354PD - Cost effectiveness analysis of everolimus plus exemestane vs. bevacizumab plus paclitaxel and bevacizumab plus capecitabine for the management of p...

Date 28 September 2014
Event ESMO 2014
Session Metastatic and locally advanced breast cancer: Facing with heterogeneity and endpoints in clinical trials
Topics Anticancer Agents
Breast Cancer
Biological Therapy
Presenter Georgia Kourlaba
Citation Annals of Oncology (2014) 25 (suppl_4): iv116-iv136. 10.1093/annonc/mdu329
Authors G. Kourlaba1, V. Rapti2, A. Alexopoulos2, J. Relakis3, G. Koumakis4, M. Chatzikou5, N. Maniadakis6, V. Georgoulias7
  • 1The Stavros Niarhos Foundation Collaborative Center For Clinical Epidemiology, University of Athens, 11527 - Athens/GR
  • 2Oncology Dept, Ygeia Hospital, Maroussi/GR
  • 3Health Care Management, National School of Public Health, Athens/GR
  • 42nd Clinic Of Pathology - Oncology, St. Savvas Oncology HospitalHellenic Cancer Institute, GR-15773 - Athens/GR
  • 5Health Economics, Novartis Hellas SA, 14451 - Metamorfosis/GR
  • 6Department Of Health Services Management,, National School of Public Health, Athens/GR
  • 7Dept. Of Medical Oncology, School of Medicine University of CreteGeneral Hospital of Heraklion, GR-711 10 - Heraklion/GR




Background: Estrogen receptor positive (ER+) metastatic breast cancer patients progressing on nonsteroidal aromatase inhibitors are candidates for treatment with everolimus (EVE) plus exemestane (EXE) or with chemotherapy. The aim of the study was to conduct a cost-effectiveness analysis (CEA) of EVE plus EXE versus bevacizumab (BEV) plus paclitaxel (PACL) and BEV plus capecitabine (CAPE) for the management of postmenopausal women with ER+ breast cancer from the perspective of the Greek National Health System.


A Markov model, consisting of three health states, was used to describe disease progression and evaluate the CE of comparators. The model evaluated the comparators over a lifetime horizon in the course of a 1-month cycle from a third-party payer perspective. Efficacy, safety and utility data considered in the model were extracted from randomized Phase III clinical trials. Direct medical costs used reflecting the year 2013. Probabilistic sensitivity analysis was also conducted.

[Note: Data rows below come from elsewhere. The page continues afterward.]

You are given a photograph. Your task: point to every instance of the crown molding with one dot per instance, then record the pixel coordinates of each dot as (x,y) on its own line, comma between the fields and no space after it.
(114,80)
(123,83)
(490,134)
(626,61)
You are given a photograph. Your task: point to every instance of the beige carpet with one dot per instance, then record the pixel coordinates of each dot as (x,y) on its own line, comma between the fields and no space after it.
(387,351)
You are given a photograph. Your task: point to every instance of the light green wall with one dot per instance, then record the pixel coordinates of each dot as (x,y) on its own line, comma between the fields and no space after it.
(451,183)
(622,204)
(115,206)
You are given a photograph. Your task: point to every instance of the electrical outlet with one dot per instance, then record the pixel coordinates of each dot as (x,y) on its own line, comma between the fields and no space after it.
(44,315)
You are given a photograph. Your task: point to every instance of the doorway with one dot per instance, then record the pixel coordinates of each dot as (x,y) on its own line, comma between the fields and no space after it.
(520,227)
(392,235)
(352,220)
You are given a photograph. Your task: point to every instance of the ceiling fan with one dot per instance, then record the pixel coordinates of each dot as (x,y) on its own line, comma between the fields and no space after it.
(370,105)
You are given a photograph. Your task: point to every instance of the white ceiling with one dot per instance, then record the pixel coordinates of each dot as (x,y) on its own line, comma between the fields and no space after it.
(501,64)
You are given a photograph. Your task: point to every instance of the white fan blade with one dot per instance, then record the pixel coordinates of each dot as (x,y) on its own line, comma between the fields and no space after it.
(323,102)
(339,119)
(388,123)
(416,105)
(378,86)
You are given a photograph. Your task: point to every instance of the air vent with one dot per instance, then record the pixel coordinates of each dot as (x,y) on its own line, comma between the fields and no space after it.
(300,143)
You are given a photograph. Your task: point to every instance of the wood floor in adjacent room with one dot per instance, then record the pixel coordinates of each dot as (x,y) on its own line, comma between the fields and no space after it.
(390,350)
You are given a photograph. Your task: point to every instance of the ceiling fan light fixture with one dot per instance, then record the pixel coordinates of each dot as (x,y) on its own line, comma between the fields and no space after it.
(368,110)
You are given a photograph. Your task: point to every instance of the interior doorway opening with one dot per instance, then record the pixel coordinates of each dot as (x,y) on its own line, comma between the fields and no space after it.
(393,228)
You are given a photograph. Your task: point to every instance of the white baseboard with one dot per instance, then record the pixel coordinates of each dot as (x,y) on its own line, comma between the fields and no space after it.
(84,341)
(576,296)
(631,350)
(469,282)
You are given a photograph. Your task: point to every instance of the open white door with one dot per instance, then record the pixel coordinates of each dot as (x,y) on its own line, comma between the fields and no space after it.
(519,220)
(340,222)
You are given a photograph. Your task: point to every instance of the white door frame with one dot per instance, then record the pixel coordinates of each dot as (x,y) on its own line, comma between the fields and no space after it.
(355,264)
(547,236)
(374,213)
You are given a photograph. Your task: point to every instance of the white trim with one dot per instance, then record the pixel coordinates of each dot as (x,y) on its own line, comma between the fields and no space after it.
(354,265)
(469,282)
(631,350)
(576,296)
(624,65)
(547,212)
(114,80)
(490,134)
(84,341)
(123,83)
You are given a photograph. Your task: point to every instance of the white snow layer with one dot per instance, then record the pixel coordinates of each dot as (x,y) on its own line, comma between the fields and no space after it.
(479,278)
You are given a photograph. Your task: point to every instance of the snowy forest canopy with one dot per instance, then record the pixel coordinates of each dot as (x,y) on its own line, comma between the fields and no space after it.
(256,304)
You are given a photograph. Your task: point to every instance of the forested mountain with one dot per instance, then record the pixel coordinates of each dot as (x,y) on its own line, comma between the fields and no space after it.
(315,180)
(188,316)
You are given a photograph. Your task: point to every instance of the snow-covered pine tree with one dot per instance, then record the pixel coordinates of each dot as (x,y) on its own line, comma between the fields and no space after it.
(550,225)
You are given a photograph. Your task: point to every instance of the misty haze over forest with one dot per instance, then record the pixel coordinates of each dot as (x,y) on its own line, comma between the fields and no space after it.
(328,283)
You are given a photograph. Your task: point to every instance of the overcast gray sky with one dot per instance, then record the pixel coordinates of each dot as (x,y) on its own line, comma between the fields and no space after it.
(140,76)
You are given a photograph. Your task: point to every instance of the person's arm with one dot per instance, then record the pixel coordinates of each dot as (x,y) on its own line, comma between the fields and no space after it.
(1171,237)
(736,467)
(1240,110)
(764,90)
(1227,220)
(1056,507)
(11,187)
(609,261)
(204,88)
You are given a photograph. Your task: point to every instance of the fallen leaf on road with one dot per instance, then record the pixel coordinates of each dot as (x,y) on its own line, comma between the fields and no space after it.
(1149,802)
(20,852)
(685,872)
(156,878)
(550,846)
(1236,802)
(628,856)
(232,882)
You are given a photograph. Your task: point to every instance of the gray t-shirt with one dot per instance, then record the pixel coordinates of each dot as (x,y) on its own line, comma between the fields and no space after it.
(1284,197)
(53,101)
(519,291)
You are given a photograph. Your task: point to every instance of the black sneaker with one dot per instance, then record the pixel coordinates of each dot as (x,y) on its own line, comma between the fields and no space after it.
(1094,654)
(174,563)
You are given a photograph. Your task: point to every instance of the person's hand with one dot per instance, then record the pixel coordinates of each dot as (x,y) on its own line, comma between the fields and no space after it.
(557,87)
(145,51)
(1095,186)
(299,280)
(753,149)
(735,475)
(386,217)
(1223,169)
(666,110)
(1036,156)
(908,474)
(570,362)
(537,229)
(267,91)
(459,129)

Primary outcomes were quality-adjusted life years (QALYs) and total lifetime costs.


Discounted survival and quality adjusted survival of EVE plus EXE treated patients was higher compared to BEV plus PACL by 0.28 life-years and 0.19 QALYs, respectively, and by 0.21 life-years and 0.16 QALYs when compared to BEV plus CAPE. EVE plus EXE was the less costly treatment in terms of drug acquisition, administration and concomitant medications. The total lifetime cost per patient for EVE plus EXE was estimated at €46,251, for BEV plus PACL at €53,422 and for BEV plus CAPE at 50,619 €. The higher drug acquisition and administration cost of BEV plus PACL (EVE plus EXE: 16,956 € vs. BEV plus PACL: 22,379 €) partially explained the higher total lifetime cost over EVE plus EXE. Moreover, the higher pre-progressed costs of the BEV plus CAPE arm accounted for the largest part of the difference in the total lifetime cost between BEV plus CAPE and EVE plus EXE. Probabilistic analysis confirmed the results.


Results suggest that EVE plus EXE may be a dominant (more effective and less costly) alternative relative to BEV plus PACL and BEV plus CAPE in the treatment of ER+ mBC patients failing initial therapy with NSAIs.


G. Kourlaba: received funding from Novartis Hellas SA in order to perform the current cost-effectiveness analysis; M. Chatzikou: is employee of Novartis Hellas SA. All other authors have declared no conflicts of interest.